He led the Tory rebellion against House of Lords reform, rebelled against the Government in opposition to military intervention in Syria and was one of the first to write a letter of no confidence in Boris Johnson.

Norman’s father set up Bluebird Toys, and his mother Lady Anne Montagu, was the daughter of the 10th Earl of Sandwich. He lives in London and Hereford with his wife, the venture capitalist Dame Kate Bingham. They have three children.

What did you learn from your father?

My father [Sir Torquil Norman] is an astonishing human being and showed me what a vigorous, energetic person, who wants to help others, can do. 

He always said that the secret to success in the toy business was having a mental age of seven and an eye for detail. He has always had massive flair, but also a practical side.

He set up Bluebird Toys in 1980, makers of the Big Yellow Teapot, the Big Red Fun Bus and the internationally successful Polly Pocket line of dolls. 

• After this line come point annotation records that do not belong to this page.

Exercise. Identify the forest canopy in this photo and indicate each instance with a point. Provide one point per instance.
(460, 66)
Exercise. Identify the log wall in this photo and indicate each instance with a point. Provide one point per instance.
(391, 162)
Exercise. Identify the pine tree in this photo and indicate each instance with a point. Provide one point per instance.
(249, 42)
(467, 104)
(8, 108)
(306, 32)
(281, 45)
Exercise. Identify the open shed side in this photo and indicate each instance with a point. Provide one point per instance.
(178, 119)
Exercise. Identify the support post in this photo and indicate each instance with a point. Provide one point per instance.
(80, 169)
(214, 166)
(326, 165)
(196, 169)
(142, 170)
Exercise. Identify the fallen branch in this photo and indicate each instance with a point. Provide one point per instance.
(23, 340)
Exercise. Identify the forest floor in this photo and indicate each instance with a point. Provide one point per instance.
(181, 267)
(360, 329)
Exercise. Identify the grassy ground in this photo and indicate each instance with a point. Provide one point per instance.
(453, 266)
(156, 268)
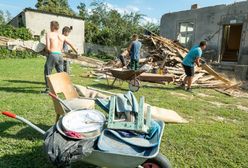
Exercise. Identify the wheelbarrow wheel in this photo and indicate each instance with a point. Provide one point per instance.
(134, 85)
(160, 161)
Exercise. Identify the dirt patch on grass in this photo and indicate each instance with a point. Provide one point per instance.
(223, 119)
(182, 96)
(218, 104)
(204, 95)
(243, 108)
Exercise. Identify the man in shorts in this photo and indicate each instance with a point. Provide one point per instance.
(135, 52)
(54, 47)
(192, 58)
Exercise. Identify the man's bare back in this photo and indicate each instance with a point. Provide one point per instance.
(55, 42)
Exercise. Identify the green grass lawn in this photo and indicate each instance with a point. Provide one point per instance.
(217, 135)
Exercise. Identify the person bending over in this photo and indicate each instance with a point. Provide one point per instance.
(135, 52)
(54, 47)
(192, 58)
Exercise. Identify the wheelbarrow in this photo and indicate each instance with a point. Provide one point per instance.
(130, 76)
(115, 160)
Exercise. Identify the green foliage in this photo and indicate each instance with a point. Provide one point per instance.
(101, 56)
(12, 32)
(5, 17)
(107, 26)
(216, 136)
(5, 53)
(55, 6)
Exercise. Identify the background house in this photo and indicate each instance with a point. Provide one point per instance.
(38, 22)
(224, 26)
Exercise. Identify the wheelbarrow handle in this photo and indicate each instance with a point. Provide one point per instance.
(12, 115)
(9, 114)
(61, 101)
(53, 95)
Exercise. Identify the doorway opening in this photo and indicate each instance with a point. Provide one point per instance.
(231, 42)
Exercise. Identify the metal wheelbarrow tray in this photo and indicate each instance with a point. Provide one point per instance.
(130, 76)
(116, 160)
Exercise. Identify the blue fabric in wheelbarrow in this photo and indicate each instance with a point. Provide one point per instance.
(132, 144)
(124, 103)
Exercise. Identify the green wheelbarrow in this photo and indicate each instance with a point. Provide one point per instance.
(115, 160)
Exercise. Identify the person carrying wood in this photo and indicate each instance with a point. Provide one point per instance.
(192, 58)
(54, 47)
(135, 52)
(66, 31)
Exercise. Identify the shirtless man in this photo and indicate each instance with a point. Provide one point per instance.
(54, 46)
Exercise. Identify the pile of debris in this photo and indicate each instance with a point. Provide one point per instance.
(165, 57)
(168, 55)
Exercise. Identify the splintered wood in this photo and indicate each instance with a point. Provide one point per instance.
(168, 55)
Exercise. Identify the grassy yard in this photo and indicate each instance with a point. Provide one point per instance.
(217, 135)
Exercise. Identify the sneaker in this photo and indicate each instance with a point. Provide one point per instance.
(46, 91)
(182, 86)
(189, 90)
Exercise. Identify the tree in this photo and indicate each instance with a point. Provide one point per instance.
(55, 6)
(107, 26)
(5, 17)
(83, 13)
(2, 18)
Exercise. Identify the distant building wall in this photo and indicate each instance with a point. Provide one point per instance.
(209, 22)
(38, 22)
(100, 49)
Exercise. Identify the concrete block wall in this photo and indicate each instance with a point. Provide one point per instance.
(209, 21)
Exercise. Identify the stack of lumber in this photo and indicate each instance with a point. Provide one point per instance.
(167, 55)
(4, 40)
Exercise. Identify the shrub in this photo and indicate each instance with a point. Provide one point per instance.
(15, 33)
(5, 53)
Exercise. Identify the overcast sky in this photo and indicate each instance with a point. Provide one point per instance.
(153, 9)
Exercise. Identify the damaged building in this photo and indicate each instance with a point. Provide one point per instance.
(38, 22)
(225, 27)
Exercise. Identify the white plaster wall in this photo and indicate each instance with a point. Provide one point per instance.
(37, 22)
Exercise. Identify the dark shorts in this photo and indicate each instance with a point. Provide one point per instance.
(189, 71)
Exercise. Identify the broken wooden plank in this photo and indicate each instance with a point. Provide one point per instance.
(157, 78)
(196, 77)
(215, 74)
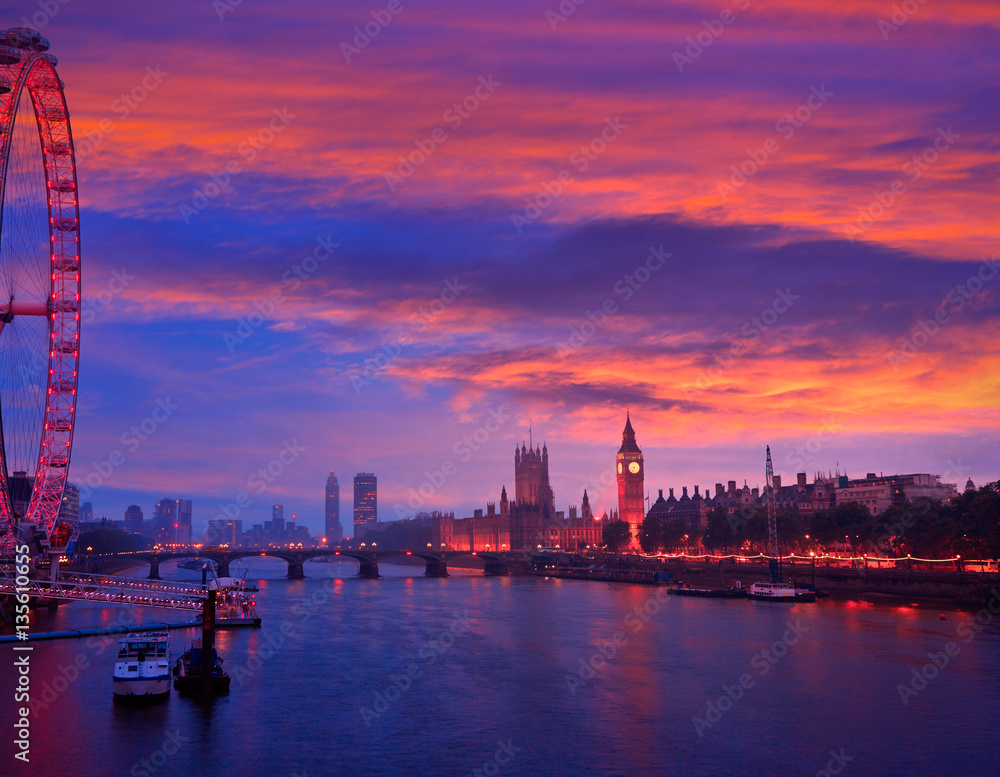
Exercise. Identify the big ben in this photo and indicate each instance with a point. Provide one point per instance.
(630, 474)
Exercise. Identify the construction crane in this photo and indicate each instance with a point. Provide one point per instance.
(772, 522)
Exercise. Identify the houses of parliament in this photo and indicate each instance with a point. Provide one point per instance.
(529, 520)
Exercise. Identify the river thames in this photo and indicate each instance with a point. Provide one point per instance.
(529, 676)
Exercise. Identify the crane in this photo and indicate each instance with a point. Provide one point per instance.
(772, 522)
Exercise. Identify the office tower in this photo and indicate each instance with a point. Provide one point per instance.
(164, 518)
(332, 525)
(133, 519)
(365, 503)
(183, 520)
(69, 508)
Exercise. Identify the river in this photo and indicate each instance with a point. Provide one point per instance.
(527, 676)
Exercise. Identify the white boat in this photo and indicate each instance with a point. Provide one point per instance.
(780, 592)
(142, 666)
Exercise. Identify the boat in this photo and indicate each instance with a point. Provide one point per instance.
(234, 605)
(780, 592)
(142, 666)
(195, 564)
(188, 671)
(733, 592)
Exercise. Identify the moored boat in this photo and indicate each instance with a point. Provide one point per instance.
(733, 592)
(142, 667)
(189, 668)
(780, 592)
(235, 605)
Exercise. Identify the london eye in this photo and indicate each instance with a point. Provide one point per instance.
(39, 292)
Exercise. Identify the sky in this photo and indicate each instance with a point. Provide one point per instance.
(388, 236)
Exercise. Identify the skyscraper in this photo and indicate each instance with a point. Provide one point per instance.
(183, 520)
(133, 519)
(630, 476)
(164, 518)
(334, 529)
(365, 502)
(69, 508)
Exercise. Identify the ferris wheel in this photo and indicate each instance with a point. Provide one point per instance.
(39, 290)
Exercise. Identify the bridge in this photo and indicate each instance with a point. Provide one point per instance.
(496, 563)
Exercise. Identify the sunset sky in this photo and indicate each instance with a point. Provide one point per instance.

He employed several hundred people and the company had a multi-million pound sales line. These toys were a formative part of my childhood and an incredible gift to millions of young people.

Did your father use his money for philanthropic ends?

When he’d finished building Bluebird, Dad sold his shares and, in 1996, reinvested £3m in the derelict Roundhouse arts centre in Chalk Farm, north London. 

As founder and chairman, he then raised £27 million from public and private sources, and contributed almost another £4 million of his own funds, to restore the crumbling Victorian engine shed.

In the 1960s and 70s it had been used for experimental theatre and as a concert venue for the likes of The Doors and Cream. 

It reopened in June 2006 and was soon the base for a major season by the Royal Shakespeare Company. 

It has also played host to lots of big-name concerts. Particular highlights for me were seeing Prince, Bob Dylan, Morrissey, Nile Rodgers and The Specials perform.